Grandes bloques de piedra azulada formaban un desordenado paisaje. Un recio muro de moldeados monolitos, de dos y en algunos puntos tres hiladas de altura, se extendía más de un kilómetro en el límite occidental de la ciudad, terminando bruscamente en un montón de caídos cubos de piedra. Más cerca, aún eran visibles los contornos de vastos edificios destrozados, todo un foro de palacios, atrios, basílicas y templos medio enterrados en la movediza arena de la planicie. Hacia el este se alzaba una hilera de seis colosales pirámides, puntiagudas y con estrechas bases, dispuestas muy juntas en línea recta, y también se veía un fragmento de una séptima pirámide, al parecer desmantelada con furiosa energía, porque los restos yacían esparcidos formando un amplio arco alrededor. Delante mismo, donde la carretera de montaña hacía su entrada en la ciudad, había dos espaciosas plataformas de piedra, dos o tres metros por encima de la superficie de la planicie y con tamaño suficiente para las maniobras de un importante ejército. Valentine vio a lo lejos la inmensa forma ovalada de lo que pudo haber sido un estadio, con altos muros y numerosas ventanas, con una brecha tosca e irregular en un extremo. Las dimensiones de todas las ruinas eran asombrosas, igual que su enorme superficie. Velalisier conseguía que las anónimas ruinas del otro lado del Laberinto, donde el duque Nascimonte sorprendió a Valentine, parecieran francamente triviales.

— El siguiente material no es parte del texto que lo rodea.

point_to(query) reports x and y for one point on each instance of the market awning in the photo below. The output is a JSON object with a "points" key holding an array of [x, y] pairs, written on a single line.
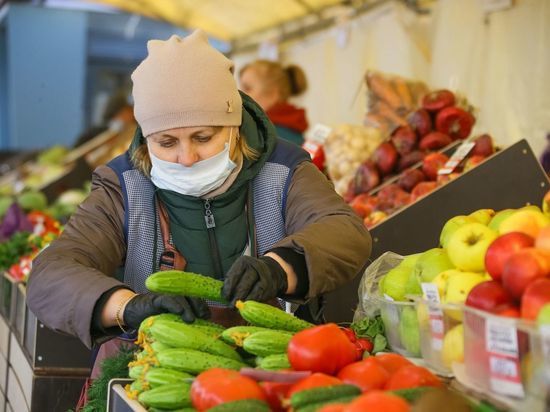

La grieta de las nubes se cerró de súbito. Los restos de luz diurna desaparecieron y la destruida ciudad se transformó en un lugar de mera e informe confusión, caóticas corcovas perfiladas sobre el horizonte del desierto mientras caía la noche.
—La carretera, mi señor —dijo Nascimonte—, pasa entre esas plataformas, cruza el grupo de construcciones que hay después, bordea las seis pirámides y sale por el lado noroeste. Será difícil verla en la oscuridad, aunque haya luna.
—No la seguiremos en la oscuridad. Acamparemos aquí y continuaremos por la mañana. Pretendo explorar las ruinas esta noche, aprovechando que estamos aquí. —El anuncio provocó un gruñido y una sorda tos a Ermanar. Valentine miró al menudo oficial, cuyo rostro estaba contraído y reflejaba desolación—. Valor —murmuró—. Creo que los fantasmas nos dejarán en paz esta noche.